Anyway, I really shouldn’t complain because the department has let me do my thing with the geometry curriculum and I have written a PBL curriculum for the three levels. In my 201 book, I have created scaffolded problems that I think work really well with these “low-abiity” kids and often challenge them enough to make them realize how much ability they actually have. We just started talking about dimension and we watch these clips from Flatland: The Movie, where Arthur T. Square meets the King of Pointland and then meets the King of Lineland.

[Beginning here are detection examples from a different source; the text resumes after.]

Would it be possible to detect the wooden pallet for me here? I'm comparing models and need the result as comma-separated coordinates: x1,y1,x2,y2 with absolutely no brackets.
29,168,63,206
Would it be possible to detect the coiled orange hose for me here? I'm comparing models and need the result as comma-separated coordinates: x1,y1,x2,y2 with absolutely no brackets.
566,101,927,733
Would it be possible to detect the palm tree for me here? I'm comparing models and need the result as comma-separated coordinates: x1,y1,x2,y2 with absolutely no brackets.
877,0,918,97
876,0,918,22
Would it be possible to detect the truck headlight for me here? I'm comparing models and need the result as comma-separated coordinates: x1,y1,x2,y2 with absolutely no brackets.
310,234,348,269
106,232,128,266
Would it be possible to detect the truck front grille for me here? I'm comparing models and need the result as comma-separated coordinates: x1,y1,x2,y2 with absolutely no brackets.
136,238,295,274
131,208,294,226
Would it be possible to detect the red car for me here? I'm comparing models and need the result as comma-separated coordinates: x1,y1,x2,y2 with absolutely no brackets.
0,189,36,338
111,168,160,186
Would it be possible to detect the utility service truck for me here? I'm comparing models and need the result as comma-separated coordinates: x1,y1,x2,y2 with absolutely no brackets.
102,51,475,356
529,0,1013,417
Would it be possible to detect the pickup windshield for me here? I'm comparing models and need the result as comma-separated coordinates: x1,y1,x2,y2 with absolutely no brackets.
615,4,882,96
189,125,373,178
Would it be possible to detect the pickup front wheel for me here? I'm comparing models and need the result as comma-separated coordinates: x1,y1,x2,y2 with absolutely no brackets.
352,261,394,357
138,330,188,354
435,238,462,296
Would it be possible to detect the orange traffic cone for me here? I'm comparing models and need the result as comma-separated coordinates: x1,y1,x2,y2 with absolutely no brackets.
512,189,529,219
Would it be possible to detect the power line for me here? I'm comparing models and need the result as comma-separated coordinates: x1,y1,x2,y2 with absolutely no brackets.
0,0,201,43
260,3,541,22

We had a great conversation about why the King of Pointland keeps saying “Hello Me, Hello Me” and can’t really understand why there’s anyone else there. We talked about why the King of Lineland doesn’t understand where the Square is because he only understands the directions of left and right. One of the kids goes, “Is this kind of like what happened in the movie Interstellar? I think he went through a black hole and just appeared in the future or something.” Now, I hadn’t seen that movie but then another kid said, “Well, I’m not sure it was like that.” But then one of the other students says, “No, the King of Pointland is kind of like the kid in the movie Room. Did you see that movie?” I nodded in understanding and so did many of the others in class. The student went on, “In Room, the little boy grew up thinking that “Room” was his whole universe so that was all he understood, and that’s why the King of Pointland seems so nuts. That point with no dimensions is all he can understand – there’s no one else in the world.” I was so blown away by that analogy. She really had an understanding of the idea of the limitations of being alone in the universe of a point. I had never had a kid in a “regular” or “honors” class make a connection like that – but then again, Room just came out!